Saving >70% on cloud costs by maintaining reliability

In continuation of my previous post on CTO <> SRE series (thanks to all of you it received much more appreciated than I had anticipated). In this post, we’re going to discuss a real-life scenario that is further going to reduce the costs significantly.

Your startup is going through a hyper-growth phase. And you’re forced to reduce the cloud costs. Most of the common strategies don’t seem to help.

You came up with a wise insight and managed to reduce the cloud infra costs by more than 70% while maintaining the same reliability and improved overall performance.

Context

Your complete infrastructure runs on AWS, and scale is growing at a really fast pace, which led to a multi-fold increase in cloud costs month-on-month.

The cost is evenly distributed across bandwidth, computing, storage, etc. The engineering team has managed to run everything in a well-optimized manner, leading to no obvious optimization in the existing setup.

Your Observations

After reviewing the infrastructure, you realized spot(pre-emptive) instances are already being used wherever possible, so that is already out of scope.

Since there’s no way to reduce the ever-increasing costs, you should find an out-of-the-box solution.

The primary concern seems to be a dependency on cloud infrastructure.
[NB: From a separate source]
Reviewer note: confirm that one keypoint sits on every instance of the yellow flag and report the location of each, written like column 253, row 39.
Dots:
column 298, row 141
You recall attending an SRE conference where migrating to bare-metal servers (managed by 3rd parties like IONOS, Hetzner, or any other local solution provider) might lead to significant cost savings.

However, moving out of the cloud might impact reliability and even complete loss of data.

You share your thought process with the CTO, and while finishing, a clever idea strikes.

What if you leverage a hybrid approach

Migrate out of the cloud to bare metal service providers Only run the read-replicas on AWS, to leverage reliability (only ingress will have negligible bandwidth costs)

The idea looks convincing, and the CTO highlights their long-term concern about being vendor-locked will also be resolved.

Also, the team was already leveraging automated playbooks (recall kubernetes?) for server setup, so efforts for the migration turned out to be almost negligible.

Over a couple of weeks, after tie-ups with multiple vendors, you manage to migrate all the services and traffic gradually.

Learnings

There’s no need to get deciphered by hyper-scale cloud providers, and their reliability claims, and pay ~10-100x costs for everything. Also, you don’t need to manage the overhead of on-prem VMs while moving out of the cloud.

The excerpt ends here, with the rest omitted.